After trading sideways for several sessions, gold bullion jumped above $1,590 an ounce for the first time this month Tuesday morning in London, in what analysts called a "technical" move after gold broke through a key level following remarks from Bundesbank President Jens Weidmann.
"We see support at the bottom of the sideways range at $1,561 and resistance at the top at $1,586," said yesterday's technical analysis note from Scotiabank.
Gold rose above that level however shortly after Weidmann told reporters that the Eurozone crisis "is not over" and said that the Eurozone has "declining inflation risks".

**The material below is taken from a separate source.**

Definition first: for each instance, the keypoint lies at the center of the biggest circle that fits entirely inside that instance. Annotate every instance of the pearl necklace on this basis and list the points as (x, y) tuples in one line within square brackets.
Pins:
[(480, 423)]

Weidmann was presenting the German central bank's 2012 results, which show it more than doubled the amount it holds in reserve for what Weidmann called "risk provisioning."
Silver meantime rose to $29.25 an ounce this morning, still below last week's high, as other commodities were broadly flat on the day and US Treasuries gave up earlier gains.

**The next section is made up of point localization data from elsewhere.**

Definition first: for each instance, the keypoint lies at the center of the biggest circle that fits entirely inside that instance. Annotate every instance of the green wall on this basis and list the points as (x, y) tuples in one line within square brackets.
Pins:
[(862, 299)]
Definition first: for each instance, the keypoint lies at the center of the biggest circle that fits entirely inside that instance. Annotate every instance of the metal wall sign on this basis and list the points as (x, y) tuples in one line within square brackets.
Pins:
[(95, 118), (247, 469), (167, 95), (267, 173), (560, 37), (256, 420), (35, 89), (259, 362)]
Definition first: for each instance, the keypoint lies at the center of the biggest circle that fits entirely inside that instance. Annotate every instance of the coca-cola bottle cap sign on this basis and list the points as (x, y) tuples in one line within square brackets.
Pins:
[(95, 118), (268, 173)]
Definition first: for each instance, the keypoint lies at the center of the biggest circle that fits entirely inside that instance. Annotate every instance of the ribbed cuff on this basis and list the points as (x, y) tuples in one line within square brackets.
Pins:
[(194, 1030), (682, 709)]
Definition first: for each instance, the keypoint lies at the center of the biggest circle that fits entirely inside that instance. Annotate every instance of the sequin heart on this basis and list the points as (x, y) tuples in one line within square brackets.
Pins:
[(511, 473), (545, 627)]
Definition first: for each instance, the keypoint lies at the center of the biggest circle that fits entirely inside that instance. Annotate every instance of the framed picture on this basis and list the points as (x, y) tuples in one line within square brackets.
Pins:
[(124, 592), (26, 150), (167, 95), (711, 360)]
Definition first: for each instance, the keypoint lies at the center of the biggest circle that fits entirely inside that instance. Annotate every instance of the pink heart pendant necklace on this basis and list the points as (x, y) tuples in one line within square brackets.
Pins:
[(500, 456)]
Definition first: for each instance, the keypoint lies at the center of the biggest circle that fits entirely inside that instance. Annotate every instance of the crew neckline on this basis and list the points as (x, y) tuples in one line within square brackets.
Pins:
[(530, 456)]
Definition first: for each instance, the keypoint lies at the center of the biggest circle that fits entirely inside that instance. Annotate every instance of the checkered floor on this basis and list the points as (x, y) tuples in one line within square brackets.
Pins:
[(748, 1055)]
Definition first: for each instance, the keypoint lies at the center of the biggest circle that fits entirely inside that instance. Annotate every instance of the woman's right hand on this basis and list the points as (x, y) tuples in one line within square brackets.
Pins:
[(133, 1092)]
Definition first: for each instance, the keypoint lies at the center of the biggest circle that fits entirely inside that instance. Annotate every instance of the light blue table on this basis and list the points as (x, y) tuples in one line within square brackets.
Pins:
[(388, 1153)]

European stock markets were also flat, a day after US markets rallied and the Dow Jones set another new record, having beaten its 2007 nominal peak last week.
Gold in Sterling meantime hit a five-week high above £1,070 an ounce as the Pound fell this morning, while gold in Euros rose to a two-week high above €1,225 an ounce.
"We still doubt a sustained rebound [in gold] is warranted at this point while the market is set to remain depressed," says Andrey Kryuchenkov, analyst at VTB Capital.
"Strong physical demand in China is the main reason behind gold's resilience," one trader in Beijing told newswire Reuters this morning. "But the overall sentiment in prices is still weak. If demand from China weakens and we continue to see good US [economic] data and a stronger Dollar, gold has the chance to test $1,500 this year."
On February 18, the first trading after Lunar New Year, volumes on the Shanghai Gold Exchange for its most popular gold contract, The Au9999, set a new record of just over 22 tonnes. Since then, daily Au9999 volumes have been more than double last year's average.